# coyote



## Mallard Masher (Jan 15, 2006)

I was wondering what type of coyote trap most of the longlines were using. I was told that the square jaw Bridgers were working real great. Any comments.


----------



## conibear (Dec 30, 2005)

Mallard masher Thats what i use all modifacations on #3 Bridgers and #2 bridgers and also use the dogless Monatana # 3 they are all great traps hope this helps :beer:


----------



## Trapper62 (Mar 3, 2003)

Mallard,

Bridger makes a great trap, I prefer the #3 Montgomery dogless (which is no longer in production and in demand when you do find them) The 3# Montana is almost identical to the monty. Another really good coyote trap is a 1.65 Bridger off-set, with a center swivel. I have not had a coyote bust or pull out of this trap yet!

But it does not provide the larger jaw spread


----------



## price403 (Jan 3, 2006)

I've been using Duke #2 and #3 coilsprings for a few years and haven't had any pull outs at all. I just welded a piece of 9 gauge wire on the top of the jaws to increase the surface area and a swivel in the middle of the chain. They're a LOT cheaper than any other traps too. (7 or 8 bucks a piece) That way I could put a lot more out for the money...


----------



## cro (Jan 17, 2006)

i have a few yotes on my deer lease that i wouldn't mine getting rid of instead of shooting on the run. can you guys post a pic of one of these traps. thanks :sniper:


----------



## Trapper62 (Mar 3, 2003)

Cro, here is a link to the Bridger 1.65. It comes center swiveled, off-set jaws and ready right out of the box. All I do is night-latch the pan and dog assembly, rust, dye and use. At $90.00/dz the only thing cheaper to use is a snare. IMO!










The link to the company I purchase from is 
http://www.nwtrappers.com/catalog/traps ... d/btcs.asp

The Bridger #5 is a killer beaver trap, but don't get pinched in it!

The new Montana trap was designed an manufactored by Gerald Schmitt from New Ulm, Minnesota and John Grahm from Jordan, Montana, both excellent trappers.

Here is Geralds web site to his supply business:
http://www.schmittent.com/

The #3 Dogless Montana is a little bit more spendy but worth the money if you do any serious coyote trapping.










I hope these pictures work?


----------



## cro (Jan 17, 2006)

THANKS FOR THE PICS 
i don't think that i'll be able to use something like that on my lease with the deer and hogs because i'll have all kinds of broken legs and stuff.

thanks alot for the info :beer:


----------



## price403 (Jan 3, 2006)

I doubt you'd have to worry about broken legs.

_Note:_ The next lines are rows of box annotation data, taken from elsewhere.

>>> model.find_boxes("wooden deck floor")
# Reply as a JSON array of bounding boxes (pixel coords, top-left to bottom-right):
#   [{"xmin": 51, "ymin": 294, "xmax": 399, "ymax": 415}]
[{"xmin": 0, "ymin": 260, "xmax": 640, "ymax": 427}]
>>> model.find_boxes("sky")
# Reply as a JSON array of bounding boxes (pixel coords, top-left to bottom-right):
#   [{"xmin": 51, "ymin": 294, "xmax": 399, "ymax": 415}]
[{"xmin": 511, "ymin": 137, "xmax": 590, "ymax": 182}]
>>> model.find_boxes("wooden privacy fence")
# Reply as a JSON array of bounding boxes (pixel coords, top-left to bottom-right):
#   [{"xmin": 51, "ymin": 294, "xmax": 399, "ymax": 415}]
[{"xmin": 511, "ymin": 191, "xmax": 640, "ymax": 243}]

I got my hand caught in a #3 coilspring trap the first time I handled one. It hurt quite a bit and it took me a few minutes to figure out how to get the jaws to open enough to slip my hand out with only one hand to use. It didn't break any bones in my hand, but it did leave a little bit of a knot on the back of my hand. Deer and hogs have some pretty tough bones in their legs, and their hooves are in line with their leg which makes it easy for them to slip right out if they get in one by accident. The trap holds coyotes and other animals by keeping them from pulling out past the pad on their paw. look at a dog's paw and you will see why. If you're looking for traps to use a few times you can't beat the Duke traps. A dozen #2s are $78.95 or #3s are $94.95 from http://www.murrayslures.com I wouldn't reccomend anything smaller due to the smaller area the coyote would have to step in. A #2 is 5 1/2" across and a #3 is6" across. That's a decent sized area for a coyote to step in at a set. With new traps I just boil them in water and baking soda for 30 minutes, rinse, and then wax them. I don't fool with dye until I've used my traps for a year or so. They usually rust enough to make the dye stick by then without having to wait for new ones to rust before using them.


----------



## cro (Jan 17, 2006)

thanks for the info


----------